Recently developed MRI techniques used to more precisely target a small area in the brain linked to Parkinson’s disease and essential tremor may lead to better outcomes without surgery and with less risk of negative effects, a new study led by UT Southwestern researchers suggests.

The study, published recently in Brain, describes recently refined MRI methods designed to allow neuroradiologists to zero in on a pea-sized region in the brain’s thalamus involved in movement. Using the images, doctors then can use high-intensity focused ultrasound (HIFU) to ablate, or burn away, problem tissue, says Bhavya R. Shah, MD, first author of the study and an assistant professor of radiology and neurological surgery at UT Southwestern’s Peter O’Donnell Jr. Brain Institute.

“The benefit for patients is that we will be better able to target the brain structures that we want,” Shah says, in a media release from UT Southwestern Medical Center. “And because we’re not hitting the wrong target, we’ll have fewer adverse effects.”

[RELATED: Brain Ultrasound is a Possibility for Relieving Tremors, Study Suggests]

The procedures are already Food and Drug Administration-approved for use in patients, and UTSW plans to begin employing them to treat patients when its Neuro High Intensity Focused Ultrasound Program opens this fall, per the release.

Adverse effects from imprecise targeting include problems walking or slurring words. While such effects are usually temporary, they can be permanent in 15% to 20% of cases, Shah says.

The first line of treatment for the involuntary trembling or shaking seen with essential tremor and Parkinson’s disease is medication. However, approximately 30% of patients do not respond well to drugs, according to the study.

In the late 1990s, neurosurgeons began using a procedure called deep brain stimulation, opening the skull to permanently implant metal electrodes that could then be stimulated via a battery pack.

About a decade ago, a new MRI-guided procedure emerged that uses high-intensity ultrasound waves to heat and eliminate a small section of the thalamus linked to the disorders. MRI-guided HIFU is currently approved for treatment of essential tremor and tremors seen in Parkinson’s disease patients. The outpatient procedure does not require opening the skull, and the patient is awake while it is performed, Shah notes in the release.

“No cuts. No anesthesia. No implanted devices.”

A challenge in both procedures has been locating the precise area inside the brain’s thalamus to treat – the pea-sized ventral intermediate nucleus, he adds.

Traditionally, doctors have relied on either landmarks or maps of the brain drawn from cadavers to help them pinpoint the correct location.
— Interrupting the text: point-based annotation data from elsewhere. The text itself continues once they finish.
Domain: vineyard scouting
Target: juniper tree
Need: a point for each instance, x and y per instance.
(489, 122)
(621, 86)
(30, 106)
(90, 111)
However, every brain is different, Shah says, and tiny errors can lead to damage in surrounding tissue, or to missing portions of the correct target.

Three newly refined MRI techniques are better at delineating the target tissue, according to the study.

The most widely studied and perhaps most promising imaging method is called diffusion tractography, Shah says. It creates precise brain images by taking into account the natural water movement within tissues.

The other methods described are quantitative susceptibility mapping – which creates contrast in the image by detecting distortions in the magnetic field caused by substances such as iron or blood – and fast gray matter acquisition TI inversion recovery – which operates much like a photo negative, turning the brain’s white matter dark and its gray matter white in order to provide greater detail in the gray matter, the release explains.

Shah and his team plan to participate in a multicenter clinical trial with collaborators at the Mayo Clinic in Rochester, Minnesota, testing the diffusion tractography method in patients, per the release.